Sustained Engraftment Using Fludarabine, Melphalan and Thiotepa Conditioning for Haploidentical Stem Cell Transplantation.

BACKGROUND: Haploidentical stem cell transplantation (HaploSCT) using mega-doses of CD34 cells and a T-cell depleted allograft has generally been performed in advanced hematologic malignancies using a fractionated TBI-based conditioning regimen (CR) with very high toxicity. Here we evaluated the results of a reduced intensity chemotherapy-only conditioning regimen (RIC) with fludarabine (F), melphalan (M) and thiotepa (T) for HaploSCT.

METHODS: 24 patients (pts) with advanced hematologic malignancies (18 with AML/MDS, 3 with ALL, 2 with CML and 1 with T-cell lymphoma underwent HaploSCT from related donors at MDACC between 10/2001 and 04/2007. The median age was 36 years. At the time of transplantation 15/24 pts (63%) had relapsed or primary refractory disease and 37% were in remission. Pts received a median of 10.8x10e6 CD34 cells. The median number of CD3 cells infused was 1x10e4/kg. The number of allele mismatch was 3/10 in 4 pts, 4/10 in 10 pts, 5/10 in 9 pts and 6/10 in 1 pt. HLA antibody (AB) specificity was determined using fluorescent beads coated with single antigens and detected in a Luminex platform. The CR consisted of M 140 mg/m² on day −8, T 10 mg/m² on day −7, F 160 mg/m² over 4 days on days −6, −5, −4, −3, and 1.5 mg/kg of rabbit ATG a day x 4 on days −6, −5, −4, and −3 (FMT). No GVHD prophylaxis and no growth factors were administered. The pts were evaluated for engraftment and 100-day transplant-related mortality (TRM).

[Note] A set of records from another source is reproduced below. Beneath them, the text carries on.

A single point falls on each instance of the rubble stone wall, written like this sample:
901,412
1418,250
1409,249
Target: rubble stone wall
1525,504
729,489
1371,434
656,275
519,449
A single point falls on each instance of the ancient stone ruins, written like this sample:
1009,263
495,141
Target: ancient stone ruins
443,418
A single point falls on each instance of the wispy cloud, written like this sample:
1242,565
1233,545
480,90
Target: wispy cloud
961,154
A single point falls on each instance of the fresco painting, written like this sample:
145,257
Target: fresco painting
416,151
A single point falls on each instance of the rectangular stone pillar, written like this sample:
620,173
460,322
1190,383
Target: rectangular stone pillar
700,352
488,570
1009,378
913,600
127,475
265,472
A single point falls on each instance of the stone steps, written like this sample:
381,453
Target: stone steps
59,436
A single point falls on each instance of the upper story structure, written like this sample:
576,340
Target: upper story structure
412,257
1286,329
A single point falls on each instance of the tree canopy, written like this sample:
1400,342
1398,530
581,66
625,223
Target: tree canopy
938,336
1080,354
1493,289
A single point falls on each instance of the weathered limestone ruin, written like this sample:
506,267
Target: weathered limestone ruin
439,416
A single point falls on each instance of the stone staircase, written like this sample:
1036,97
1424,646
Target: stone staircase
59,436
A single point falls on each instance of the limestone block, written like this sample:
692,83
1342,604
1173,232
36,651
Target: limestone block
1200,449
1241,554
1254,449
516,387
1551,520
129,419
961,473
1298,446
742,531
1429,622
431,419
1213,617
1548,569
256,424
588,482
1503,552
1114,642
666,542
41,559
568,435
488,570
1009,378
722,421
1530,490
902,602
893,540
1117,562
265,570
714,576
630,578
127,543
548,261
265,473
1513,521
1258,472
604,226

RESULTS: 23 pts were evaluable for engraftment. 1 pt died on day 27 due to respiratory failure. 19/23 pts (83%) engrafted with hematopoietic recovery with donor-derived cells. 18 pts achieved a full donor chimerism while 1 had progressive leukemia. Neutrophil recovery to ANC >0.5 x 10e9/l occurred after a median of 13 days and platelet recovery to >20 x 10e9/l occurred after a median of 13.5 days. 4 pts failed to achieve primary engraftment, presumably due to rejection. No statistically significant correlation was found between graft failure (GF) and KIR-ligand mismatch (KIR-LM). In fact KIR-LM were more common in the group of pts who engrafted (7/19) than in pts with GF (1/4). After 09/2005 when anti HLA AB were started to be done, 3/14 pts had GF, 2 of which had donor directed AB. The regimen was relatively well tolerated; 4 pts experienced grade 4 nonhematologic, organ toxicities. Cumulative day 100 TRM was 25%. 19/24 pts (79%) were in CR after transplant with 6 surviving at the last follow-up (OS 25%). Only 1 pt developed aGVHD (4.1%) and 5 pts developed cGVHD (20.8%) with 3 experiencing extensive GVHD. 9 pts (37.5%) relapsed after a median of 71.5 days post transplant. The distribution of KIR-LM in the GVH direction was similar in pts with and without relapse (3/9 pts with relapse and 5/15 pts without relapse). Causes of death were disease relapse in 9 pts, infections in 3 pts, pulmonary failure/MOF in 4 pts and cGVHD in 1 pt.

CONCLUSIONS: The reduced intensity FMT regimen was sufficiently immunosuppressive to support rapid engraftment after HaploSCT in 83% of pts with advanced hematologic malignancies. In this small series, KIR-LM in the HVG or GVH direction were not associated with graft rejection or malignancy relapse. The role of anti-HLA AB need further evaluation. The rate of toxicity and 100-day TRM appears lower as compared with published studies of TBI-based CR. The FMT RIC merits further evaluation in studies of HaploSCT.